The Two Questions That Matter Most
After years of conversations with IDC candidates before, during and after their courses, I've distilled the decision down to two questions. Answer them honestly and you'll have most of the clarity you need.
1. Do you genuinely enjoy being around people who are learning something difficult?
Teaching diving means being endlessly patient with people who are scared, confused, or physically uncoordinated in a new environment. It means celebrating tiny milestones, dealing with frustration, and finding creative ways to explain the same concept differently to different people. If that energises you — if you find genuine satisfaction in someone else's progress — you're thinking like an instructor.
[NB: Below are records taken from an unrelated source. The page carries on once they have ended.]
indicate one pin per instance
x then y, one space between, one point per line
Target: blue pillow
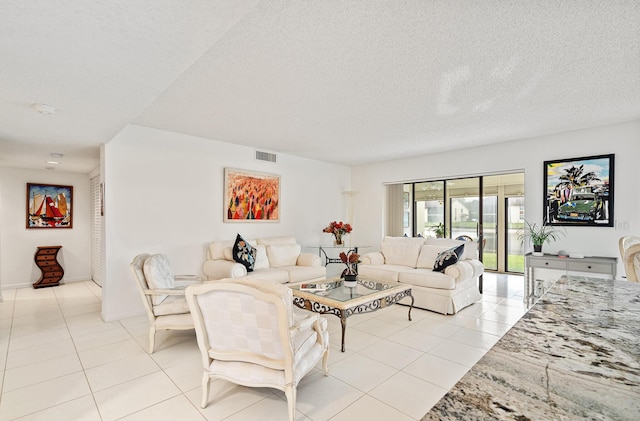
244 253
447 258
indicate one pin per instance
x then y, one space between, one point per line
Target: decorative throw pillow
447 258
244 253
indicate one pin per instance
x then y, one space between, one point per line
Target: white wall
18 244
164 194
623 140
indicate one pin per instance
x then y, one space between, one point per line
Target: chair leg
152 338
206 381
290 392
325 361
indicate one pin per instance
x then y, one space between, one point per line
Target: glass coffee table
333 297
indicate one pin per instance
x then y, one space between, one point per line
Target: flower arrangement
350 259
338 229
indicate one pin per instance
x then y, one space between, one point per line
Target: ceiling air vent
265 156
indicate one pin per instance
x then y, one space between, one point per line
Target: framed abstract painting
49 206
579 191
251 196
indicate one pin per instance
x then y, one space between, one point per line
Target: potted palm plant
439 230
538 235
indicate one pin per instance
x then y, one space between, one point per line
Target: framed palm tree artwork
579 191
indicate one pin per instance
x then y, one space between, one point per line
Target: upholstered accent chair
630 255
162 294
249 334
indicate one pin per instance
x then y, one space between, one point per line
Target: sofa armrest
308 259
220 269
461 271
372 258
186 280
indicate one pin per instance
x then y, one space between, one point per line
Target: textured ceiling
343 81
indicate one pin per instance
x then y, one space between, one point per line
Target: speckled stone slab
575 355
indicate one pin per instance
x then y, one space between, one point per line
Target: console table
592 264
52 271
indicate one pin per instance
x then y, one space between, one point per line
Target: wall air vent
265 156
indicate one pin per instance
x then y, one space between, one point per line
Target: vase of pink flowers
338 230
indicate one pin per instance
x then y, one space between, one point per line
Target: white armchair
162 294
249 334
630 255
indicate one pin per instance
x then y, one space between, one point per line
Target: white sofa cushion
262 261
470 247
276 240
403 254
428 255
305 273
448 257
217 250
278 276
382 272
283 254
427 278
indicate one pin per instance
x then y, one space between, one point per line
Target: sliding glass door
488 209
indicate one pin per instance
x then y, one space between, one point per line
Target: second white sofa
278 259
411 261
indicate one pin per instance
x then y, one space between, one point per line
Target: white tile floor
60 361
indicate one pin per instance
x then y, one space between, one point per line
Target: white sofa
278 259
411 261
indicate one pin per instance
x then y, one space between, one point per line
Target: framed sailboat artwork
49 206
251 196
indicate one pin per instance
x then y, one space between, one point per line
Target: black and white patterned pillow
447 258
244 253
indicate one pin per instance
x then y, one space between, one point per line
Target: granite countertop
574 355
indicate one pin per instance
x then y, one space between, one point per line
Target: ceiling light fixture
44 108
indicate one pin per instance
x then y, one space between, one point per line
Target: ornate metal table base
367 307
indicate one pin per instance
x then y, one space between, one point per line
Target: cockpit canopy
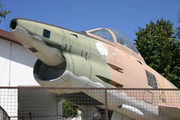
120 37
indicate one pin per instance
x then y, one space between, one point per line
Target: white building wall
16 69
16 65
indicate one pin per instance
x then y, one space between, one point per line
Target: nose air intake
13 24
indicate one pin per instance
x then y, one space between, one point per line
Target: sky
81 15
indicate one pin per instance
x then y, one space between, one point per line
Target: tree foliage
3 13
69 110
160 50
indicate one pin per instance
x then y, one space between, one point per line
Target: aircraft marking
102 50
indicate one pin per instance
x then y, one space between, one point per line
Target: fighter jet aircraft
98 58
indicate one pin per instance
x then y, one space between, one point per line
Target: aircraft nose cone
13 24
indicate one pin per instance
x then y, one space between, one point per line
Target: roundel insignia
112 51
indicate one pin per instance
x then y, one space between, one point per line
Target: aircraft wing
173 112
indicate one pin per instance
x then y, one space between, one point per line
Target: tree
3 13
160 50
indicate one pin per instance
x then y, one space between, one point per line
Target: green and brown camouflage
102 57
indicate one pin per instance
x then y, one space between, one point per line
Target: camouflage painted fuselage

2. Are you prepared to invest in your own development long after you certify?
The PADI Open Water Scuba Instructor certification is a starting point, not a destination. The best instructors I know are constantly reflecting, learning, updating their skills. They pursue specialties, ask more experienced professionals for feedback, and hold themselves to a standard higher than the minimum required. The IDC teaches you how to teach. What you do with that knowledge over a career is entirely up to you.
What a Good IDC Actually Gives You
A well-delivered IDC doesn't just prepare you to pass the PADI Instructor Examination. It reshapes the way you think about diving, about teaching, and about your own capabilities. You'll learn how the underwater environment actually works physiologically and physically. You'll understand learning theory and how to apply it to a nervous student. You'll develop the ability to assess risk dynamically and act decisively.
In my IDCs, I work with small groups — a maximum of 8 candidates — precisely because that depth of development requires real personal attention. By the end, I want every candidate to feel not just qualified, but genuinely ready: for their first class, for their first difficult situation in the water, and for the long arc of a career they'll be proud of.
So — Is It Right for You?
If you're reading this and nodding along — if the honest picture of the work excites rather than concerns you — then yes, an IDC is probably right for you. The underwater world needs instructors who are there for the right reasons: people who care deeply about safety, about their students' experience, and about the ocean itself.
If you're not sure yet, that's completely fine. Reach out. I'm happy to have an honest conversation about your background, your goals, and whether the timing is right. That conversation costs nothing and could save you from a decision made with incomplete information — or give you the confidence to commit fully.
Either way, the ocean isn't going anywhere. And when the moment is right, it'll be waiting.